Make it work, then make it intuitive and a pleasure to use, then make it fast, and only then worry about little designer beanie cap things like gratuitous use of translucency.
Unless, of course, it's very easy. If it's really easy to make something pretty do it. I'm just saying don't let it get in the way of more important priorities the way so many OSS UI efforts have done in the past. Not naming names, but look for anything "skinnable" that's still hard to use.
Oh, and speaking of "skins," punt on that too. UI skins usually suck, even when the big guys do it. Consistency is good. It's not just a matter of aesthetics. It also means that your brain doesn't have to do the work of comprehending a new UI surface for every app. It can remember a set of common idioms -- a visual interface language -- and use them everywhere. This unit economy of interface metaphor is one of the too-often-forgotten cornerstones of good UI design.
- Ride on Corporate Largesse
You need apps, otherwise nobody will use your desktop environment. A bunch of apps are not going to magically appear. Yet since you've built your new desktop environment around the most popular UI platform in the world, there's already a ton of web apps out there in "the cloud" that are ready to be used.
So make them first class citizens.
Make it easy for a user to pop up an instance of Facebook, Google Docs, or some other popular web app in a window as if it were one of their desktop apps. Make interacting with that app easy too, maybe even doing things to seamlessly integrate it (to some extent). Go ahead and ship with the most popular options as defaults in your app menus. (Or who knows... you might be able to net a financial contribution from these companies for doing this. Try!)
No they're not open source and yes I am being a hypocrite since my major interest right now is in re-decentralizing the Internet! But you've gotta be a little pragmatic. When a user downloads and installs your environment they're going to need to get work done. Don't make it hard on them and don't push them to inferior alternatives chosen based on ideological purity tests. Let them use the good stuff, and then maybe build new free and libre good stuff later that they can migrate to if they want more control over their own data.
It would be good to let users know whether an app was local or remote, both to remind them that Google Docs isn't "theirs" and for other security and usability reasons. One idea would be to color the window frame differently for a remote app, hinting to the user that this is not running on their local machine. It would also probably mean that certain features wouldn't be available, like local filesystem access.
There's also a lot of corporate largesse in the web UI library space: things like Twitter's Bootstrap and Facebook's React. (It'd probably be a good idea to to survey all the best options for JavaScript UI libraries, pick one, and stick with it.)
Make an app store. They're easy.
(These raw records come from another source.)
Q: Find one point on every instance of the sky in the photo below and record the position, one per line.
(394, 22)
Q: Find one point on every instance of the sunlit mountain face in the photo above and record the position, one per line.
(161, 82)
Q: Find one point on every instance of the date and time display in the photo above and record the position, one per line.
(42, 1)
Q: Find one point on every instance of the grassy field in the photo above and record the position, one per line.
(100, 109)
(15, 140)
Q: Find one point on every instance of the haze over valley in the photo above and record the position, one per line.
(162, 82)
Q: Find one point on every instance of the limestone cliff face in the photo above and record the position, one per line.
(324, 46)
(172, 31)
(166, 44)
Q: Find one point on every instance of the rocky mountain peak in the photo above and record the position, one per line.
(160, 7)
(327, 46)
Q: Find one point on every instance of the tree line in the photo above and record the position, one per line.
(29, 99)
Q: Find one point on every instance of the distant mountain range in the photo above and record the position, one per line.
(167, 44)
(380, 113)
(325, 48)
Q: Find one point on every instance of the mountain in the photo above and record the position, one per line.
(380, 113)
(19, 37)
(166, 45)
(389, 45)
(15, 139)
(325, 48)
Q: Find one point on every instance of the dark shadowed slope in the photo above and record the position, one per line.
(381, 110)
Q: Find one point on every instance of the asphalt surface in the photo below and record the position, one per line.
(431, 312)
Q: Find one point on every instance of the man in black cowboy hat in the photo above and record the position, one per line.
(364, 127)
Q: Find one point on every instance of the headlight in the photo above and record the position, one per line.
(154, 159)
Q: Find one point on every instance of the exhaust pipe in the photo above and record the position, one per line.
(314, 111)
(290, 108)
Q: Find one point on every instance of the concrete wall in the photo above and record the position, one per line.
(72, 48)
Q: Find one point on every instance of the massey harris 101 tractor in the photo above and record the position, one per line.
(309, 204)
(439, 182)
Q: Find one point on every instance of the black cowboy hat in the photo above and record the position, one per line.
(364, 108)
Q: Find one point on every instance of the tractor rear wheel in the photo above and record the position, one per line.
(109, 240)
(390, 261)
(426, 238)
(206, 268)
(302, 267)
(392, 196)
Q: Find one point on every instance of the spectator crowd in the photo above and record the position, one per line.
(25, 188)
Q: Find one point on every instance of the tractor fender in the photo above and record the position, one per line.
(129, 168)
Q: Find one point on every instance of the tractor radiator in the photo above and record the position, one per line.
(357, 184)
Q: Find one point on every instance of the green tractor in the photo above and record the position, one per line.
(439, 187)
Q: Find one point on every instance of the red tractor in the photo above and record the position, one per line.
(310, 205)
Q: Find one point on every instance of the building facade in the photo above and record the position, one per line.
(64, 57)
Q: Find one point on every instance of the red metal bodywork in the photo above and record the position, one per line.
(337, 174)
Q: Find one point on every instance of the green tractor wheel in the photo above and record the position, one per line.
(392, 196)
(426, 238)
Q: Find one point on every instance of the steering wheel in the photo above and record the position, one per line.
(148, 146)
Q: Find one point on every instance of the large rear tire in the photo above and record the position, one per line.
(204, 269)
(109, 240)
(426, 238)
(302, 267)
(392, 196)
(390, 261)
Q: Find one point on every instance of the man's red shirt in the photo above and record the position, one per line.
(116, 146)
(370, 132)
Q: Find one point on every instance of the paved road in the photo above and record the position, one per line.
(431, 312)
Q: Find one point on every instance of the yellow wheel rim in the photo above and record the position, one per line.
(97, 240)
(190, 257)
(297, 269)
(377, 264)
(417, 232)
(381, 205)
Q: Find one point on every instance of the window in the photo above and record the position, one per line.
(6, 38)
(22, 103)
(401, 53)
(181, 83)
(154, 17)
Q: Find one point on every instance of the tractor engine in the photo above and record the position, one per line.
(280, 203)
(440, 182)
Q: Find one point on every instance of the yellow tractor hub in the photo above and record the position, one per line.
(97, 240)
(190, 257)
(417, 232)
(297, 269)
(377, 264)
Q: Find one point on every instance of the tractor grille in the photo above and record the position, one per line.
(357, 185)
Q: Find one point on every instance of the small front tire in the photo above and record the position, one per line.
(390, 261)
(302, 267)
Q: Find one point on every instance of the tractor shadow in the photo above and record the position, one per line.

They're convenient. Users like them.
Since this is free and open, make it possible for people to create their own app stores and users to "subscribe" to them. Just ship with yours as the default.
Someone Please Do This
I'd really love for someone to steal every one of those ideas. While you're at it, feel free to ignore the stuff that's wrong. I'm sure I didn't get everything right.
If such a thing were built, it would instantly have not only a minimal set of apps but the largest community of developers in the world. They already know the platform and the UI language(s) (JavaScript, ClojureScript, GWT, etc.). They're all ready to build apps, or even just to port the web apps they've already built to run in local containers.
Now you've got a Linux desktop that could really go somewhere. It's got developers, apps, and is written in a language and toolchain everyone already knows.